Description
Poetry. LGBTQIA Studies. Women's Studies. The poetic worlds of Michael Field are as surprising and inventive, as formally rigorous, and as deeply felt and lived as when they were composed over a century ago. The expansive selection of poems presented here spans Field's thirty-year career and a wide range of formal gambits and registers, from erotic reconstructions of Sapphic verse fragments and ekphrastic reveries over Grand Tour oil paintings to theologically freighted odes, sonnets of rural retirement, and elegies to their beloved pet Chow Chow. With a new biographical essay by the editors and an inviting foreword by Stacy Szymaszek to ground the work in our contemporary moment, this volume brings the unorthodox lives and vital, protean writing of Michael Field—as lovers, collaborators, experimenters in poetic form, aesthetic community, and queer kinship—to a new audience.

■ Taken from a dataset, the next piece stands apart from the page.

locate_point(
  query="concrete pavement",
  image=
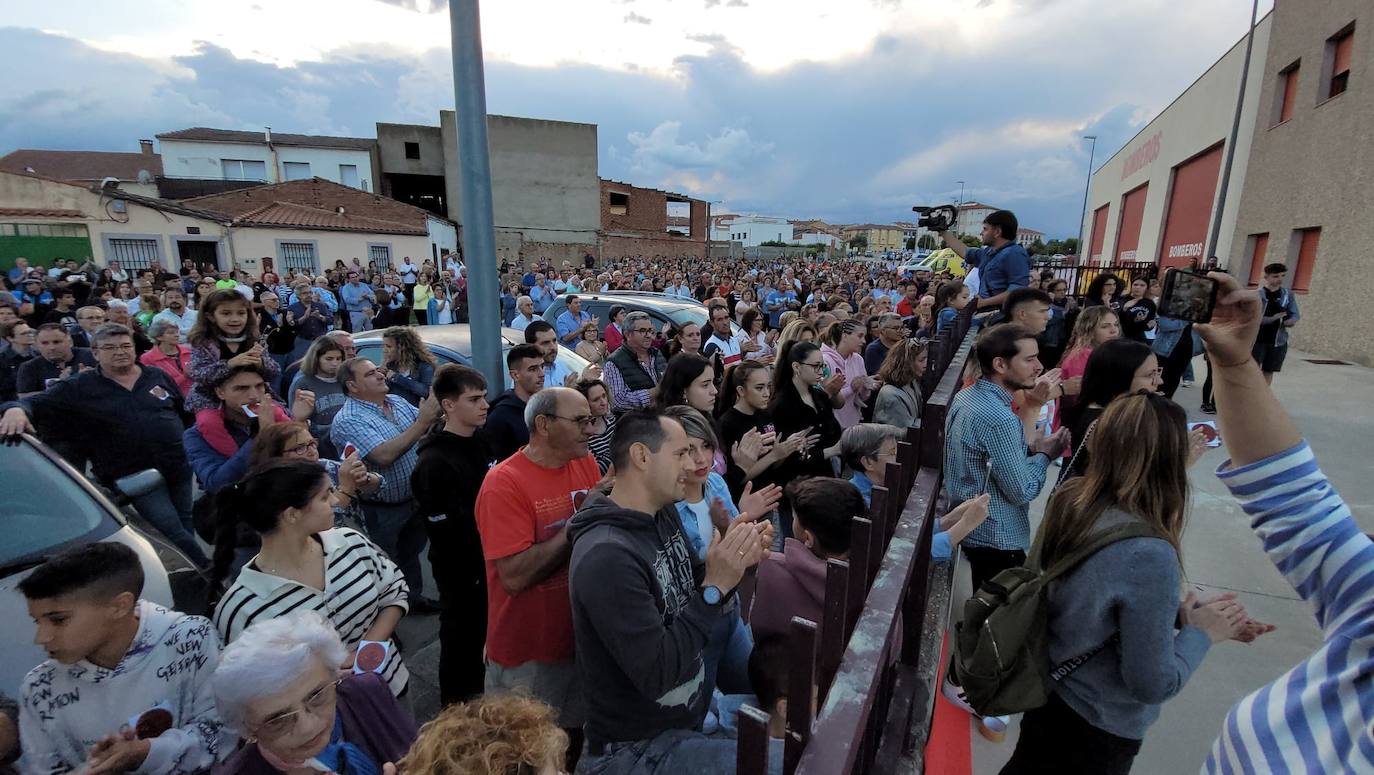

"Field’s work is organized around body logic, experience, making a spectacle of one’s own life, beauty and giving pleasure. In the grips of our current political disaster, it may not carry a lot of weight to think one’s work is important for such things. Yet work that excites my mind-body helps remind me that I am an erotic being. When I proceed through life as my best erotic self, I am harder for the law to control. When I am harder for the law to control, i.e., making a spectacle of myself, others can see me. There is always the hope that Emily Dickinson expressed: 'Are you nobody too?' I step out of convention for community, and that action is the enemy of fascism."—from the forward by Stacy Szymaszek
Author Bio
"Michael Field" was the shared pseudonym of Katherine Bradley (1846-1914) and her niece Edith Cooper (1862- 1913), who lived together as lovers and collaboratively wrote some eight volumes of poetry and twenty-seven plays. Their poetry enjoyed both popular and critical success until their friend, the poet Robert Browning, let slip Field's true identity: in the milieu of Victorian letters, the work of women writers (and "especially collaborators, spinsters, and lesbians," as biographer Emma Donoghue puts it) was still relegated to a second class. While their early poetry displays strong aestheticist currents both formally and thematically, their later poems incorporate an eclectic mix of Symbolism and Catholic spirituality without ever straying from an idiosyncratic style that is at once extravagantly precise and profoundly sensuous.